The whine of a mosquito in one's ear is one of the most annoying and unwelcome of sounds, yet to a male mosquito, this high-pitched buzzing is music to his ears, or at least his antennae. Joseph Jackson and Daniel Robert at the University of Bristol report in a recent paper some of the acoustic mechanisms that male mosquitoes use to detect nearby females and keep them in range during a pursuit.
Most insects use their antennae to detect sound, and mosquitoes are particularly well-endowed in this area. Sounds cause insect antennae to vibrate, and these vibrations are detected by a large cluster of sensory neurons at the base of the antennae, called Johnston's organ. In a male mosquito, each organ is made up of 16 000 sensory neurons, which is as many as are in the human cochlea. This is quite remarkable considering that humans are about 100 million times bigger than mosquitoes.
This fact is perhaps less surprising when one considers that a male mosquito's raison d'être is to listen for a female, track the sound of her buzzing and mate with her. Also significant is the fact that female mosquitoes are inefficient sound emitters due to their small size relative to the wavelength of the sound they produce. The physics underlying this effect is the same as that which makes a large subwoofer loudspeaker better at pumping out bass notes than a small tweeter speaker ever could.
Previous work by the authors demonstrated that mosquitoes make use of some of the same tricks that vertebrates use to filter and amplify sounds. Scientists previously believed that mosquito antennae vibrated passively in response to sound, however Jackson and Robert showed that mosquitoes actively adjust how much their antennae vibrate. In their latest paper, they attempted to put some of these mechanisms in their ecological context by measuring the response of male antennae to the sound of a passing female. To do this, they presented tethered males with sounds that replicated a female making a linear flyby. As a male listened to this louder and then softer sound signal, they measured his antennae's vibrations using a microscanning laser Doppler vibrometer.

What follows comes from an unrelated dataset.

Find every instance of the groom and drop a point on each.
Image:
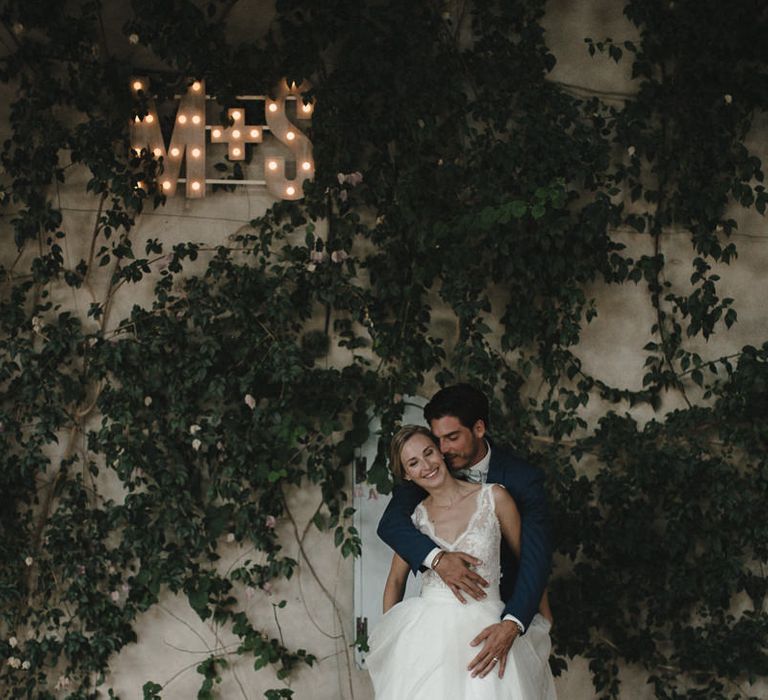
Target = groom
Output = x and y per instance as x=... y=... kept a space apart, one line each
x=458 y=418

The investigators found that the vibrations of the male antennae didn't vary linearly with the strength of the female signal, which is what you would predict if the antennae vibrated only passively with sound. Specifically, they found that there were two moments during a female flyby when the antennae deflected more than you would predict from the sound input alone, which suggests a process of active mechanical amplification. This phenomenon occurred during approaches when the female signal appeared to be about 2 cm away and getting louder, and again when the female appeared to be about 2.4 cm away and getting softer. The authors point out that the distance at which these effects dominate are far closer than the detection threshold, which is about 10 cm. They suggest that amplifying the signal at this close range may function as an `autofocus auditory telescope' that allows males to lock onto a nearby female's acoustic signal and track her before she gets away.
While it is clear that the mechanical amplification of sound signals by mosquito antennae is an active process (dead mosquitoes don't amplify), it is not known exactly how this is achieved. Because the vertebrate ear is also capable of active amplification, studying mosquito hearing might ultimately help us understand how you detect that faint whine somewhere in your bedroom just after you get into bed, pull up the covers and turn out the light.